My super-random number generating algorithm goes something like this:
Seed and Reseed (every 8K)
- State buffer is filled with 64-bytes from the .NET Random class.
- The current Process working set size is xor folded into the buffer.
- The computer's tick count since boot is folded.
- A new Guid's bytes are folded.
- The buffer's MD5 hash is folded.
- The buffer's SHA1 hash is folded.
- The buffer's XxHash64 hash is folded.
- The buffer's XxHash32 hash is folded.
- Utc time tick count is folded.
- MD5 hash of the leading 256 UTF8 character bytes of a random Wikipedia article is folded.
- The XxHash64 of https://dayspedia.com/time/online/ containing a clock is folded.
- 17 bytes of crypto RNG bytes are folded.
Step every 64 bytes
Similar to the Seed process, but the state buffer is updated by xor folding in the following order.
- New Guid
- 5 bytes of .NET Random (only on Saturday and Sunday)
- XxHash32
- MD5
- Timer tick count since boot
- XxHash64
- SHA1
- Utc time tick count
- If state[0] >= 0x80 then 17 bytes of crypto RNG
- The previous state buffer rotated 11 bytes (to create a Cipher Block Chaining effect)
The 64-byte state buffer is seeded and recalculated by such a cruel barrage of hashing and bit mangling that I'll be utterly shocked if it
doesn't produce "Super-random" numbers.
But I'll just have to assume I'm correct until I can figure out how to pass a large block of output
data into a randomness quality test (I can't find an online test that looks usable and respectable)
.
Update — On Christmas day 2023 I found the Random Bistream Tests site where you can feed in a string of '1' and '0' and they are passed through a series of tests. Passing a binary string as a parameter is really weird and I had to write some script to convert the Yotta output into the correct format. A discussion of the results is in a section below.

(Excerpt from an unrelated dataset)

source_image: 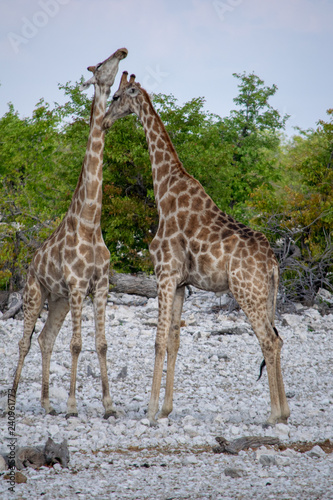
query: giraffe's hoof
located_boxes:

What makes this random number generator so stupid are the following points:
- It has absolutely no theory behind it (despite Kunth's insistence).
- It's really inefficient. I haven't measured the performance, but I'm guessing it runs at about 1% of the speed of popular pseudo-random number generators.
In future hobby time I hope to make the "Super-random" generator even stupider by adding more randomness from weather measurements, stock prices, the orbital positions of satellites, the pixels on public webcams, and whatever else I might find available.
Web API
The stupid algorithm is internally called the YottaRandom project and all of the source code is available in the following Azure DevOps repository:
https://dev.azure.com/orthogonal/YottaRandom
A web API with Swagger help can be found at the following address:
https://www.orthogonal.com.au/yotta/swagger/index.html
Test Results
The Random Bistream Tests web page is a bit vague about how it works exactly, but I get the impression that runs the NIST test suite converted to JavaScript. What!?! I find it hard to believe that an accurate translation would be possible, but there are JavaScript obsessives out there who could probably do it, somehow. I'll just assume the tests are reliable.
Anyway, I generated a dozen strings of 1 million ones and zeroes, pasted them into the page (via a tiny textbox) and hit run.
The first test produced 12 Passed and 2 Error … what the hell is an Error? Ignoring the errors because I guessed they were web site internal problems, I thought getting 12 out of 12 successful test passes was a fabulous outcome.
However, following tests on different data strings produced confusing results. Sometimes the Runs Test would give Failed and I couldn't find any pattern. A few times the Random Excursions Test produced Failed instead of Error and I couldn't figure why.
The good news is that a few test runs produced 14 out of 14 Passed. Overall the results are a bit confusing due to lack of knowledge of the testing internals and some random failures, but it pleases me to imagine that the testing is sensible and my stupid random generator is producing very high quality random bits. I would still like to find another randomness testing facility that is more professional to perform more stress tests on the stupid generator.